Cuban high-crested toad
- Conservation status: Vulnerable (IUCN 3.1)

Scientific classification
- Kingdom: Animalia
- Phylum: Chordata
- Class: Amphibia
- Order: Anura
- Family: Bufonidae
- Genus: Peltophryne
- Species: P. gundlachi
- Binomial name: Peltophryne gundlachi (Ruibal, 1959)
- Synonyms: Bufo gundlachi Ruibal, 1959;

= Cuban high-crested toad =

- Authority: (Ruibal, 1959)
- Conservation status: VU
- Synonyms: Bufo gundlachi Ruibal, 1959

Species of amphibian

The Cuban high-crested toad (Peltophryne gundlachi), or Gundlach's Caribbean toad, is a species of toad in the family Bufonidae that is endemic to Cuba.

The specific name gundlachi honors Juan Gundlach, a Cuban zoologist.

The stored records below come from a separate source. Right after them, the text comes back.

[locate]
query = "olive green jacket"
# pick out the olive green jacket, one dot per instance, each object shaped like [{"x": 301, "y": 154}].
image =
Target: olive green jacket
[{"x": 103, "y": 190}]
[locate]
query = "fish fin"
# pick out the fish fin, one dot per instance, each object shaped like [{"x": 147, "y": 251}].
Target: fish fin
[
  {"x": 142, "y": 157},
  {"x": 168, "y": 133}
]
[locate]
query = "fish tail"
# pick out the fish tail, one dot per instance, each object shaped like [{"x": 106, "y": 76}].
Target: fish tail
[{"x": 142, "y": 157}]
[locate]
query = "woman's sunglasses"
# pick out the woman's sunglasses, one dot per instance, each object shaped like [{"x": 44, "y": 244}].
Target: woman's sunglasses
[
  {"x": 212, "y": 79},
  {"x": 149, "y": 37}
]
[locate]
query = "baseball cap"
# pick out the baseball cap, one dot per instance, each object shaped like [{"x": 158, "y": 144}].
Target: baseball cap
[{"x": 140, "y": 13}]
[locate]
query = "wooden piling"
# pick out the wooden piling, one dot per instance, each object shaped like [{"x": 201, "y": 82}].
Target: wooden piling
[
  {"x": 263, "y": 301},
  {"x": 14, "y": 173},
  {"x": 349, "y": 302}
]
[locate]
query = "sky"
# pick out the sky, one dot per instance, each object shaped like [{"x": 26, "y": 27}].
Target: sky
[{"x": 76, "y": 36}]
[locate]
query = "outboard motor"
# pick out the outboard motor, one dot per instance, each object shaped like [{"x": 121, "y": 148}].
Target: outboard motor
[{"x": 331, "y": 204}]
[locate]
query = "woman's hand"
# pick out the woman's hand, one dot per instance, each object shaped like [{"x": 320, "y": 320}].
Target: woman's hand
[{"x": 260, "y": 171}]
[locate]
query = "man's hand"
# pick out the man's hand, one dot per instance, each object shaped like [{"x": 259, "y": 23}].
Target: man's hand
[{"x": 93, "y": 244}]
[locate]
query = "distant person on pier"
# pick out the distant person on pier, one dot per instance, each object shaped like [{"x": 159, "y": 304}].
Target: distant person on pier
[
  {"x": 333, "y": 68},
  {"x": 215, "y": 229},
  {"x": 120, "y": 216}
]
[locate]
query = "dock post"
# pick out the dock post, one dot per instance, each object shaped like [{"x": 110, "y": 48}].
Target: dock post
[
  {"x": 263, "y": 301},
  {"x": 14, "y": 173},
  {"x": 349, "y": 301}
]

== Distribution and habitat ==
It is found plains in all provinces as well as Isla de la Juventud and the Sabana-Camagüey Archipelago. Its natural habitats are primarily forests but also xeric and mesic grasslands. It is an explosive breeder of rain-flooded pools.

== Conservation ==
It is threatened by habitat loss and degradation caused by agriculture, and by agricultural pollution. Its habitat is also threatened by the invasive tree Dichrostachys cinerea.